To show that this works, lets first show that if the list does not have
loops, then findLoop' returns false.

If the list l has no loops, then length(l1) and length(l2) are well defined.
Let length(l1) = n, length(l2) = m. And we know m < n. We want to induct on
the difference n - m.

Base case: n - m = l. 0 <= n,m <= l. Hence n-m can be atmost l. When n - m =
l, this implies n = l and m = 0. When m is 0, l2 = [] hence the second case
is hit and we return false.

Induction hypothesis: findLoop(l1,l2) works for all l1, l2 such that n - m >
k.
(Notice the inequality sign. We have proven the base case for n-m = l.
Eventually we want to show that when l1=l2=l, i.e. n-m=0, the function
works. Hence given l, we prove it for l-1, given (l,l-1), we prove it for
l-2, and so on. This is fine since the values for the induction variable are
required to change such that they are always going away from the base case
relying only on values between themself and the base case.)

Induction Step: n - m = k
In the general case, we hit the first pattern.
Since the list has no loops, we know that h != a (since the elements are
unique).
The algorithm the calls itself recursively with lists of length n'=n-1 and
m'=m-2.
n' - m' = (n - m) + 1 = k + 1. By the Induction Hypothesis, we know findLoop
returns false if the two lists passed have no loops and l >= n - m >= k + 1.
Hence we are done. QED.

-----

Now the case if the list does have a loop. For simplicity sake, consider a
list that forms a loop i.e. the last element links back to the first. If the
list did have a tail like in the example above, it can be split into two
parts -- the tail and the loop, and a similar argument can be applied.

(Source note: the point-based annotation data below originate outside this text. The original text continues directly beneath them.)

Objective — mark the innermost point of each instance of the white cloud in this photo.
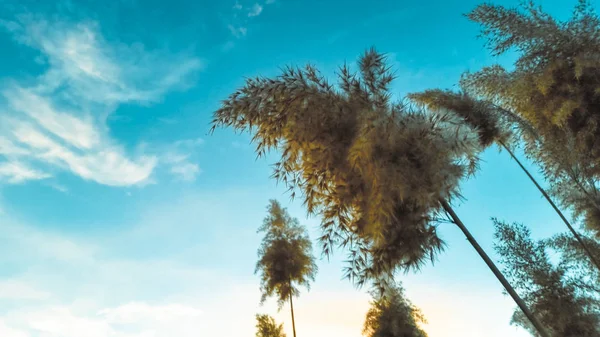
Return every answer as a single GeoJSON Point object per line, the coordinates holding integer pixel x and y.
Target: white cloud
{"type": "Point", "coordinates": [178, 159]}
{"type": "Point", "coordinates": [58, 122]}
{"type": "Point", "coordinates": [255, 11]}
{"type": "Point", "coordinates": [238, 31]}
{"type": "Point", "coordinates": [15, 172]}
{"type": "Point", "coordinates": [186, 171]}
{"type": "Point", "coordinates": [137, 311]}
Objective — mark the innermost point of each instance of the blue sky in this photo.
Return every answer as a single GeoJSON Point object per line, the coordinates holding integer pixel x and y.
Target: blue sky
{"type": "Point", "coordinates": [120, 216]}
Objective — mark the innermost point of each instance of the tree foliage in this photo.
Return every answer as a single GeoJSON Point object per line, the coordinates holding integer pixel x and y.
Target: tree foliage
{"type": "Point", "coordinates": [565, 297]}
{"type": "Point", "coordinates": [373, 170]}
{"type": "Point", "coordinates": [267, 327]}
{"type": "Point", "coordinates": [554, 88]}
{"type": "Point", "coordinates": [392, 315]}
{"type": "Point", "coordinates": [488, 120]}
{"type": "Point", "coordinates": [285, 255]}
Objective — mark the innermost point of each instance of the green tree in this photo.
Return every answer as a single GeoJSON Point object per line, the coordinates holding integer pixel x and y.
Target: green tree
{"type": "Point", "coordinates": [392, 315]}
{"type": "Point", "coordinates": [379, 174]}
{"type": "Point", "coordinates": [566, 298]}
{"type": "Point", "coordinates": [267, 327]}
{"type": "Point", "coordinates": [492, 124]}
{"type": "Point", "coordinates": [553, 87]}
{"type": "Point", "coordinates": [285, 257]}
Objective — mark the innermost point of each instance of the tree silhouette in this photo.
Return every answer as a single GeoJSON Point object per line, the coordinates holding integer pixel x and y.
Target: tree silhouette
{"type": "Point", "coordinates": [492, 124]}
{"type": "Point", "coordinates": [379, 174]}
{"type": "Point", "coordinates": [554, 88]}
{"type": "Point", "coordinates": [392, 315]}
{"type": "Point", "coordinates": [285, 257]}
{"type": "Point", "coordinates": [566, 299]}
{"type": "Point", "coordinates": [267, 327]}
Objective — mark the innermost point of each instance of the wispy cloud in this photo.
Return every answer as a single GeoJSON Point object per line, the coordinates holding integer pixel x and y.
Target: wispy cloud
{"type": "Point", "coordinates": [58, 121]}
{"type": "Point", "coordinates": [179, 159]}
{"type": "Point", "coordinates": [237, 31]}
{"type": "Point", "coordinates": [239, 23]}
{"type": "Point", "coordinates": [256, 10]}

P(n) = So given a loop of length N, we need to show that the algorithm
returns true. Induction of n where n is such that
l1 = x1::x2::...::xn::l2
(The intuition here is that the is second list is travelling faster around
the loop and at some point, it'll loop back and catch up with the first one.
When that happens, we know that the second list is an integral multiple of n
steps in front of the first list. So let our base case be that when l2 is 0
(mod n) steps in front of l1 and l1 is a part of the loop, the algorithm
returns true)

Base case: n = 0 (mod N)
Since l1 is in the loop, and the loop is of length n, by travelling n steps
along the loop, we will end up on the same node. Hence h = a is true and the
algorithm return true. (Note we have in essence proved for multiple base
cases 0, N, -N, 2N, -2N, so on)

Induction Hypothesis: P(i) holds for all -N <= i <= k.
(Notice the use of the -N base case)

Induction Step: P(k+1)
If k+1 = 0 (mod N) -- P(k+1) is proved by a base case.
(This is the case when N = 1 since everything is 0 (mod 1))

If not, we know that h = a is false and hence the algorithm calls itself
with t,xs where xs is k+2 steps ahead of t. k+2 = -N+(k+2) (mod N). But -N
<= (k+2)-N <= k and hence by the Induction Hypothesis, we know the recursive
call will compute the correct answer. QED.